Immune: Improving Safety Against Jailbreaks in Multi-modal LLMs via Inference-Time Alignment

Soumya Suvra Ghosal,Souradip Chakraborty,Vaibhav Singh,Tianrui Guan,Mengdi Wang,Ahmad Beirami,Furong Huang,Alvaro Velasquez,Dinesh Manocha,Amrit Singh Bedi
2024-11-28
Abstract:With the widespread deployment of Multimodal Large Language Models (MLLMs) for visual-reasoning tasks, improving their safety has become crucial.
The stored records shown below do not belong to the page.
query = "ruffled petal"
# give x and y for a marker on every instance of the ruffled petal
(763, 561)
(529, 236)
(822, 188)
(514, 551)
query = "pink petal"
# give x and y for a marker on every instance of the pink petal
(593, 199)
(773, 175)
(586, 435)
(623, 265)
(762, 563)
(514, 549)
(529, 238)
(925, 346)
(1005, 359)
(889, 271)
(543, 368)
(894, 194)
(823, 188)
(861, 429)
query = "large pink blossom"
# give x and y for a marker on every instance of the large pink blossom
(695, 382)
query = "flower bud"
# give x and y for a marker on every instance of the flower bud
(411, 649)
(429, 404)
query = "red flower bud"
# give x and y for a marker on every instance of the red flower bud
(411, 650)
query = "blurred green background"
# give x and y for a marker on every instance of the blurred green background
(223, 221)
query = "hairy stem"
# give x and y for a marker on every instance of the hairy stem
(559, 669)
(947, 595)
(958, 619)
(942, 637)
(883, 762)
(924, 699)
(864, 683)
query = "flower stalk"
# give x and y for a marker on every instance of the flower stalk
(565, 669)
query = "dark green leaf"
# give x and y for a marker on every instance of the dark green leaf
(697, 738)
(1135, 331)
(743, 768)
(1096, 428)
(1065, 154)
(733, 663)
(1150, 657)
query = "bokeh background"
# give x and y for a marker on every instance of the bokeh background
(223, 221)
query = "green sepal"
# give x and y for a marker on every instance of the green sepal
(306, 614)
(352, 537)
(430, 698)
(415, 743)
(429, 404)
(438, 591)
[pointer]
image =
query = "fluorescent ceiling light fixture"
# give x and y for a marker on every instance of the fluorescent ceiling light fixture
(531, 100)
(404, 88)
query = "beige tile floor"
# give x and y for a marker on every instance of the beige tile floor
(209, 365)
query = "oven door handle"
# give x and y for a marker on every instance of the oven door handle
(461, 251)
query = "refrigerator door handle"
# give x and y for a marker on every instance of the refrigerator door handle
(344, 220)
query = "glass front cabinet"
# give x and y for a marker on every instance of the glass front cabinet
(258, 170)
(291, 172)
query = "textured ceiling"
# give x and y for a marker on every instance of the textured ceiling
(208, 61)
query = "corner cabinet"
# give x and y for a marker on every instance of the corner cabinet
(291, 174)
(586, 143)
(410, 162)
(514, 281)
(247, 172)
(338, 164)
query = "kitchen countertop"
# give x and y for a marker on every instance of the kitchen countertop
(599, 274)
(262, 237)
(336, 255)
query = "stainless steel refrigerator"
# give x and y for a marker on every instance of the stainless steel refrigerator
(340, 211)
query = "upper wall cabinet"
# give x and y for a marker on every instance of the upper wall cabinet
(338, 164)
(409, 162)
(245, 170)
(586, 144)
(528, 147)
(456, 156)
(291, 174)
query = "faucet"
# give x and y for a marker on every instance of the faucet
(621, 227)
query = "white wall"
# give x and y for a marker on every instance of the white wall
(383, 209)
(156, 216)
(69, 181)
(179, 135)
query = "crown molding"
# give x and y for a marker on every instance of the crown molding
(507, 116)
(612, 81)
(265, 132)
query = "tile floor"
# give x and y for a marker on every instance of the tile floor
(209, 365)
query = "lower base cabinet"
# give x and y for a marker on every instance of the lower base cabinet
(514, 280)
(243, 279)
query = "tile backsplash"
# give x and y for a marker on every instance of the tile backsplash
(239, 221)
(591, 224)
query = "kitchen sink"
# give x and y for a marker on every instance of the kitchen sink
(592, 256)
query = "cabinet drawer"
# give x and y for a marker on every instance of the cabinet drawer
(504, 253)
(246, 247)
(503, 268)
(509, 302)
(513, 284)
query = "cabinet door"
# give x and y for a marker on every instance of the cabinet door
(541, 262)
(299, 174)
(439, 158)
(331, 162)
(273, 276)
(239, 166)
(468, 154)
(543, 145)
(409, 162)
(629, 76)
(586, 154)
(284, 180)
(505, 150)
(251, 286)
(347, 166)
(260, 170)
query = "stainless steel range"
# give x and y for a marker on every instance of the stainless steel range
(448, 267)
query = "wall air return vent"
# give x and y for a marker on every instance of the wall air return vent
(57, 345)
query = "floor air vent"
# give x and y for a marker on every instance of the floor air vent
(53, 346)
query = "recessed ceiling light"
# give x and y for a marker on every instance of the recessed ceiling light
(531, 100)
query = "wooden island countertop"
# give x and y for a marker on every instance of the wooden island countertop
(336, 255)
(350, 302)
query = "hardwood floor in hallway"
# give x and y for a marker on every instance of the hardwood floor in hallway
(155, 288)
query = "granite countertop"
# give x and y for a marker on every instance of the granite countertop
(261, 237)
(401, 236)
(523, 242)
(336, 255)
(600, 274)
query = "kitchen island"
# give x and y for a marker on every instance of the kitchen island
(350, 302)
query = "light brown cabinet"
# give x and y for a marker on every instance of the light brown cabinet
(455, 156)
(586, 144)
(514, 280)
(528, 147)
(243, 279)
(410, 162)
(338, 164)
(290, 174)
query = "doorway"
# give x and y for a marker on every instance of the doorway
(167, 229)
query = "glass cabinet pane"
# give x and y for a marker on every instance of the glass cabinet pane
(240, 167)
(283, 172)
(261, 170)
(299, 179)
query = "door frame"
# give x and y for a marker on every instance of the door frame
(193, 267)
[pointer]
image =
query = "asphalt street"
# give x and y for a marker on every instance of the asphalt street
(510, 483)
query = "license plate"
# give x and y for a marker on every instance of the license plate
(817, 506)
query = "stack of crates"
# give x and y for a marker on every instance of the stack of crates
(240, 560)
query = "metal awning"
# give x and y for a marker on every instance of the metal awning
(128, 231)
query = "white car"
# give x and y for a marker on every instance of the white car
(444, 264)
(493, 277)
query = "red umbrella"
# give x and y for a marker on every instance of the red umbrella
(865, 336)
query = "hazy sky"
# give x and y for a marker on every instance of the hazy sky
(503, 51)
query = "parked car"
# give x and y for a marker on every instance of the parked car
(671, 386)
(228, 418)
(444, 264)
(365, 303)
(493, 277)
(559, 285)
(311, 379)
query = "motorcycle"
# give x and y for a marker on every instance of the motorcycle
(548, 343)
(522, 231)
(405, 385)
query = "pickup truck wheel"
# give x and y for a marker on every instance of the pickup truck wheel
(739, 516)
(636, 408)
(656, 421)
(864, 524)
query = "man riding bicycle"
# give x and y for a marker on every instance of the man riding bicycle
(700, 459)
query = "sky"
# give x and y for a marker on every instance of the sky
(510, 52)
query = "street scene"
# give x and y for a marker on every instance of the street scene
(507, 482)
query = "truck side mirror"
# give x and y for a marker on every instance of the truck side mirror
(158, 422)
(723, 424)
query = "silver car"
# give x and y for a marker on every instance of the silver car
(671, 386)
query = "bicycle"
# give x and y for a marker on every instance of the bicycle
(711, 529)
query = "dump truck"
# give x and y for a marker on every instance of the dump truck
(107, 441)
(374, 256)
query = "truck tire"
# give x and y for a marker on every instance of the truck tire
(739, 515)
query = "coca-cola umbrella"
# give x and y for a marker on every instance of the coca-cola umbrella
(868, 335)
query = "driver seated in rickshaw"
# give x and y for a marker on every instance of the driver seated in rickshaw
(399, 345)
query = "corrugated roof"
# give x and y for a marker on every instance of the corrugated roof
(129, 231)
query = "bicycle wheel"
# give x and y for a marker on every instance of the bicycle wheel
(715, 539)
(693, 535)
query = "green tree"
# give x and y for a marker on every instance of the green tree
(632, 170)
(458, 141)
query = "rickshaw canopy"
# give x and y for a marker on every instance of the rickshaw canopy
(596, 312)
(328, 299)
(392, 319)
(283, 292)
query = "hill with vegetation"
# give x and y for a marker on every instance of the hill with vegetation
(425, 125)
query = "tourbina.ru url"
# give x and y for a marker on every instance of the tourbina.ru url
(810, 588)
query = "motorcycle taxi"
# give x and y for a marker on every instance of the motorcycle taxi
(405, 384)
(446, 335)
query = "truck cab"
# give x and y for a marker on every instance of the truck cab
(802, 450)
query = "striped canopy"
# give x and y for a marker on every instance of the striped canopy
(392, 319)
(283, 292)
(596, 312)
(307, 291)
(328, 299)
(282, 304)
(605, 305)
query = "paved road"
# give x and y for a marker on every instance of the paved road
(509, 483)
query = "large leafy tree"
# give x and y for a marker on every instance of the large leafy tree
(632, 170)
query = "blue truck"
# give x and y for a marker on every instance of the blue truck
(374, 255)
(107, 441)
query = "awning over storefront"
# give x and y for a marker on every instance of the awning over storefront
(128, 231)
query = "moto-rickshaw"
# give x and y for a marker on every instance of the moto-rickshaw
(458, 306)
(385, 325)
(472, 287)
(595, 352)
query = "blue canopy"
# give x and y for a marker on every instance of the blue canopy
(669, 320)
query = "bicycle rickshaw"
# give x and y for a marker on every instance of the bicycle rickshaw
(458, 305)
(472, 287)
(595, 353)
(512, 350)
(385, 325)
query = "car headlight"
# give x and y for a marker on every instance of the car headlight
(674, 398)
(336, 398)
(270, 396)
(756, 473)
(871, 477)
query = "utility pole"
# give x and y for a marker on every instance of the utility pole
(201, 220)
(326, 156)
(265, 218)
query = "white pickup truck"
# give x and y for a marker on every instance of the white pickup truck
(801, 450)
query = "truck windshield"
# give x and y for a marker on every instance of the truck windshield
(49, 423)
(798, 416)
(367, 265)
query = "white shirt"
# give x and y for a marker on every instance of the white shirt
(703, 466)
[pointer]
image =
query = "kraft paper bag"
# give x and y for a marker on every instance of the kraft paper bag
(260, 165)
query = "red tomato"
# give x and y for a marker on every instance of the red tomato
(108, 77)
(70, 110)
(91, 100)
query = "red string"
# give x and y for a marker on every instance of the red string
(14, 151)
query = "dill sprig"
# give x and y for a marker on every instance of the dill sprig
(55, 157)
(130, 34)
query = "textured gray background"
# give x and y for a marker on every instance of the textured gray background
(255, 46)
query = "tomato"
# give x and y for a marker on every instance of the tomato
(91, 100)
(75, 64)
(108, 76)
Recent research indicates that despite training-time safety alignment, these models remain vulnerable to jailbreak attacks: carefully crafted image-prompt pairs that compel the model to generate harmful content. In this work, we first highlight a critical safety gap, demonstrating that alignment achieved solely through safety training may be insufficient against jailbreak attacks. To address this vulnerability, we propose Immune, an inference-time defense framework that leverages a safe reward model during decoding to defend against jailbreak attacks. Additionally, we provide a rigorous mathematical characterization of Immune, offering provable guarantees against jailbreaks. Extensive evaluations on diverse jailbreak benchmarks using recent MLLMs reveal that Immune effectively enhances model safety while preserving the model's original capabilities. For instance, against text-based jailbreak attacks on LLaVA-1.6, Immune reduces the attack success rate by 57.82% and 16.78% compared to the base MLLM and state-of-the-art defense strategy, respectively.
Cryptography and Security,Artificial Intelligence,Machine Learning
What problem does this paper attempt to address?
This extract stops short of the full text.